Çocuklar bizim geleceğimizdir. Onlara ne verirsek onu alırız. Yani bir düşünürün dediği gibi; “Çocuklar doğduklarında kil’e benzerler siz ne şekil verirseniz, çocuk o şekli alır.”Yapılan araştırmalar, anne ile çocuk arasındaki ilişkinin çocuğun gelişimi üzerindeki şu sonuçları ortaya koymaktadır.(Gardner, 1978) Doğumdan kısa bir süre sonra anne ve babadan ayrılıp yuvalara yerleştirilen bebeklerde gelişim bozuklukları gözlenmiştir. Bu bebekler sık sık hastalanmakta, boyları ve ağırlıkları yaşıtlarına göre çok geri kalmaktadır. Bu bebeklerde ölüm oranı yüksek olmaktadır. Bu çocukların eğer onlara anne-baba gibi sıcak ve yakın davranan bakıcıları yoksa gülmeyi unutmakta, ilgi ve uyarılara geç cevap vermekte, başı yastığa vurma, yerinde durmadan sallanma gibi alışkanlıklar geliştirmekte, geç yürüyüp geç konuşmaktadırlar. Yuvalarda her türlü ilgiden ve sevgiden yoksun olarak yetişen çocuklarda büyüdükleri zaman genellikle şu özellikler gözlenmiştir.(Yörükoğlu, 1978)

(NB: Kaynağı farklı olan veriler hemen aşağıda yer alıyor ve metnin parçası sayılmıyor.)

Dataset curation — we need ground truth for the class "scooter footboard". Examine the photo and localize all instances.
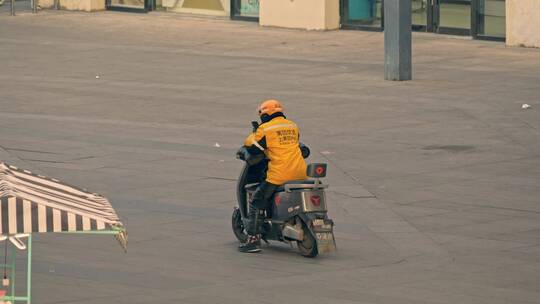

· Çevreye karşı kayıtsızdırlar.
· Kolay kolay arkadaşlık kuramamaktadırlar.
· Girişken değillerdir.
· Öğrenmeye karşı ilgileri az ve okulda başarılı olamamaktadırlar.
· Konuşma ve yazılı ifade yetenekleri sınırlıdır.
· Sevgiye karşı duyarsız davranışlar gösterir, insanlara kuşkulu olarak bakarlar.
· Birçokları kavgacıdır. “Çalma” gibi davranış sapmaları görülebilir.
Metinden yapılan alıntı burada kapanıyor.